Chi è davvero toscano ama il suo territorio perché in ogni sua parte è scolpito, modificato e creato dall’uomo; amare il territorio qui è qualcosa di diverso dall’amore per la natura, è amare ciò che siamo e ciò che siamo stati. E per chi vive della terra e con la terra, come la mia famiglia, questo legame è ancora più forte; noi siamo il territorio, è la nostra ragione di esistere.
Qual è il vostro business model e quali sono i mercati a cui vi rivolgete?
La nostra azienda esiste da secoli, e agisce in modo coerente per durare altri secoli. Per questo la nostra filosofia aziendale è di dare ai nostri clienti prodotti di qualità molto alta, costante e con la massima cura per l’immagine. I nostri prezzi sono sempre alti, ma stiamo molto attenti a che non siano eccessivi perché il vino deve essere bevuto. I nostri clienti sono gli amanti di vini di prestigio, in tutto il mondo.
Ad oggi quali sono i vostri numeri sul mercato?
In media produciamo da 200.000 a 270.000 bottiglie di Brunello di Montalcino all’anno, e da 400.000 a 500.000 di altri vini del nostro territorio come Rosso di Montalcino, Chianti, Morellino di Scansano, Maremma Toscana, IGT Toscana rosso e bianco, Vinsanto, grappa e olio di oliva.
Progetti per il futuro?
Sviluppare il Distretto Rurale di Montalcino, perché il nostro territorio deve essere sinonimo di alta qualità certificata e controllata in campo agroalimentare. Noi siamo i primi produttori in Italia di miele e di farro, ma nessuno lo sa. E si tratta di prodotti di qualità assoluta. Abbiamo tartufo bianco, zafferano, formaggi unici e un ottimo olio di oliva, un territorio splendido per passeggiare e per passare vacanze memorabili. Tutto questo va messo “a sistema” con il vino, per continuare ad avere un territorio vitale e diversificato con tanto da offrire per chi ama le cose buone.
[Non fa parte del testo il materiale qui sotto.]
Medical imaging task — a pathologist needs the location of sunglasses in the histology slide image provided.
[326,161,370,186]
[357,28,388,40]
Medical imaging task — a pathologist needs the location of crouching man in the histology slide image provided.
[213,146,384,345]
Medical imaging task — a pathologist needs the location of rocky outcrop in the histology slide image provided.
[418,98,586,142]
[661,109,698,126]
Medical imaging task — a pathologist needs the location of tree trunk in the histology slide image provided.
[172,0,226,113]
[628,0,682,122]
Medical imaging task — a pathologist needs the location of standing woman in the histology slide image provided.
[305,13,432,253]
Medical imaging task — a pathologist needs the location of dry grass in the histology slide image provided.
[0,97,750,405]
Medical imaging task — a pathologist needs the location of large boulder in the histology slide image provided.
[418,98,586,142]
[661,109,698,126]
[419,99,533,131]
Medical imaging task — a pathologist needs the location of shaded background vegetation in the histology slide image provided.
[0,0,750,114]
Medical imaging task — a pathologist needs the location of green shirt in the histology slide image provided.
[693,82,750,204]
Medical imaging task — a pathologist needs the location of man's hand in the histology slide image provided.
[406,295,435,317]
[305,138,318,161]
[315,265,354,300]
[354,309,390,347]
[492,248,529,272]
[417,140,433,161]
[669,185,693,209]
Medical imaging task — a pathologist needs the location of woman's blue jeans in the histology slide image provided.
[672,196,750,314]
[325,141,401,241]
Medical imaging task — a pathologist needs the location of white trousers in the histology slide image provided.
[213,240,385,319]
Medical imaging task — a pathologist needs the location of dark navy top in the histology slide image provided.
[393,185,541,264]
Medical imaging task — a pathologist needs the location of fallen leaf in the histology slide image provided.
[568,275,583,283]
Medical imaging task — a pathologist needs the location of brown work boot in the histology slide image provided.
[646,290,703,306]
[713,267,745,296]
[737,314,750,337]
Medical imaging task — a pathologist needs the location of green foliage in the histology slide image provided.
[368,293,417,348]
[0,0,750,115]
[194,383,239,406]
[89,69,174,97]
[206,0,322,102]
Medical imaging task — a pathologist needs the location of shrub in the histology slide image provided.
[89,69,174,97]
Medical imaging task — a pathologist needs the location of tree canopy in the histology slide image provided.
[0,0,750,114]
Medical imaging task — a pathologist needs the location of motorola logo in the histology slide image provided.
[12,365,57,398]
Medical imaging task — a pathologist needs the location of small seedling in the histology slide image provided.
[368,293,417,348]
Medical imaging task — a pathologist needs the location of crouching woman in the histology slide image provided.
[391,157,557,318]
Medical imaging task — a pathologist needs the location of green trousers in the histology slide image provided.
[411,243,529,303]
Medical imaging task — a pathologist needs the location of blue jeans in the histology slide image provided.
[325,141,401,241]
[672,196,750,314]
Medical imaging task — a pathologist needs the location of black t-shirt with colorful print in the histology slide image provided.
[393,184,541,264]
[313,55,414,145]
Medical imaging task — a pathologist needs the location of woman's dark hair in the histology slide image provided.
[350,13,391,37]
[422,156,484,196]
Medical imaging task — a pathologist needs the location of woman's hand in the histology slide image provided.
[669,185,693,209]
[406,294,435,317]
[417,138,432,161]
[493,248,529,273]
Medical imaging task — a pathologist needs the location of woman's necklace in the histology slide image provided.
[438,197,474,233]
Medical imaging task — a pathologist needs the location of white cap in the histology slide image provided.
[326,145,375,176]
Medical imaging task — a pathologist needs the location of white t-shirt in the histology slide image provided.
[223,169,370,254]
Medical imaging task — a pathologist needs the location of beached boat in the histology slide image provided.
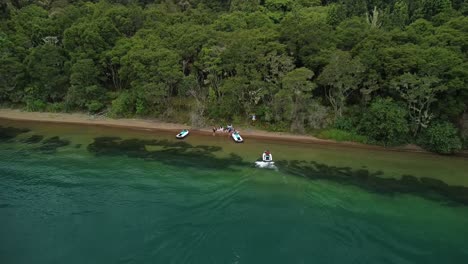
[262,150,273,162]
[176,129,189,139]
[255,150,278,170]
[231,132,244,143]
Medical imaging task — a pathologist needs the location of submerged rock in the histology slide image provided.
[38,136,70,153]
[276,160,468,205]
[87,137,247,169]
[0,126,30,142]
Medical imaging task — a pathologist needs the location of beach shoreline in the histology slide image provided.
[0,108,460,156]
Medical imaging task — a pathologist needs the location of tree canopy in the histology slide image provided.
[0,0,468,153]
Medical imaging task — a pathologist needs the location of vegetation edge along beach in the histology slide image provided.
[0,0,468,154]
[0,108,468,157]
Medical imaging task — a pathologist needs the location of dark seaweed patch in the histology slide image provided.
[0,126,30,142]
[276,160,468,205]
[38,136,70,153]
[21,135,44,144]
[87,137,247,169]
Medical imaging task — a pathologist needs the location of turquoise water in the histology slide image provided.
[0,120,468,263]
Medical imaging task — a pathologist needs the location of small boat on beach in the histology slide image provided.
[176,129,189,139]
[262,150,273,162]
[255,150,278,170]
[231,132,244,143]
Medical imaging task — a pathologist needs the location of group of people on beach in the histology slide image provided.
[212,124,237,136]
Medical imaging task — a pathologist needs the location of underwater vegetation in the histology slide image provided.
[38,136,70,154]
[87,137,248,169]
[0,126,30,142]
[276,160,468,205]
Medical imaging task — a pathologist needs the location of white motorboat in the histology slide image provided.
[231,132,244,143]
[176,129,189,139]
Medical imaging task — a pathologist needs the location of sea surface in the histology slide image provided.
[0,119,468,264]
Dal 1870 in poi abbiamo quasi tutte le annate.
Stefano Cinelli Colombini è nato il 26 ottobre del 1956 a Firenze, cosa un po’ strana per un senese di famiglia antica. Pur essendosi laureato in legge, invece di diventare avvocato ha scelto di lavorare nelle fattorie di famiglia. E così nel 1981 si è trovato tra vini e vigne ma non solo, perché la Fattoria dei Barbi è vasta; c’erano centinaia di ettari da seminare, i boschi, gli agriturismi, il molino aziendale, gli allevamenti, gli oliveti, la norcineria, il caseificio, la Taverna e tanto altro. Dal 1985 cura le vendite che sono cresciute fino a trentacinque paesi, portando le 300.000 bottiglie di allora a 700.000. Dal 1981 al 1999 ha diretto la Fattoria del Colle a Trequanda, un piccolo borgo nella provincia senese che appartiene alla famiglia paterna fin dal Medioevo. Lì ha realizzato un agriturismo da 110 posti letto, ha restaurato la storica villa, i tanti casali e le vigne a Chianti. Ora quella proprietà è di sua sorella Donatella. Nel 1997 ha acquistato l’Aquilaia a Scansano, una fattoria di 104 ettari con 28 di vigne inserite nella denominazione del Morellino. Lì ha realizzato la cantina, ha reimpiantato le vigne e rimesso in uso i casali che si affacciano sul Mar Tirreno. Dal 1980 è stato eletto varie volte nei consigli dei Consorzi di Tutela del Brunello di Montalcino e del Morellino di Scansano. È membro dell’Accademia Nazionale della Vite e del
Vino e dell’Accademia dei Georgofili, la più antica e prestigiosa istituzione di agricoltura del mondo. Ha gestito l’aumento dei vigneti della Fattoria dei Barbi dai 22 ettari del 1981 agli oltre 110 attuali, tutti realizzati con l’innovativo sistema a cordone libero che permette una forte riduzione dell’uso di fitofarmaci, del fabbisogno idrico e della manodopera pur aumentando la sanità e la qualità dell’uva. Nel 2001 è stato il primo a sperimentare in Europa (con l’Università di Pisa) la macerazione a freddo delle uve rosse. Dal 2002 sta sviluppando con l’Università di Bologna quattro cloni di sangiovese di Montalcino dalla vigna di Poggitoia, la più antica del Brunello; saranno tra i pochissimi cloni di sangiovese del territorio disponibili. È stato il coordinatore di un progetto di ricerca CEE tra le Università di Siena, Malmö e Coimbra per un “Naso Elettronico” per identificare i diversi vitigni presenti in un vino. Dal 1997 ha creato il Museo della Comunità di Montalcino e del Brunello in mille metri quadri di antiche stalle, un no-profit che ha il fine di comunicare la grande storia del Brunello e delle generazioni di grande cultura che l’hanno creato. Ha fondato il mensile “Gazzettino e Storie del Brunello e di Montalcino”, che è uscito dal 2000 al 2008. Nel 2016 ha pubblicato “Appunti per una storia di Montalcino e del Brunello”, una breve storia della città e del Brunello dalle origini ai nostri tempi. Stefano è un appassionato di musica classica, di arte, storia e ama passeggiare e correre in campagna, quando è possibile con il giovane figlio Giovanni.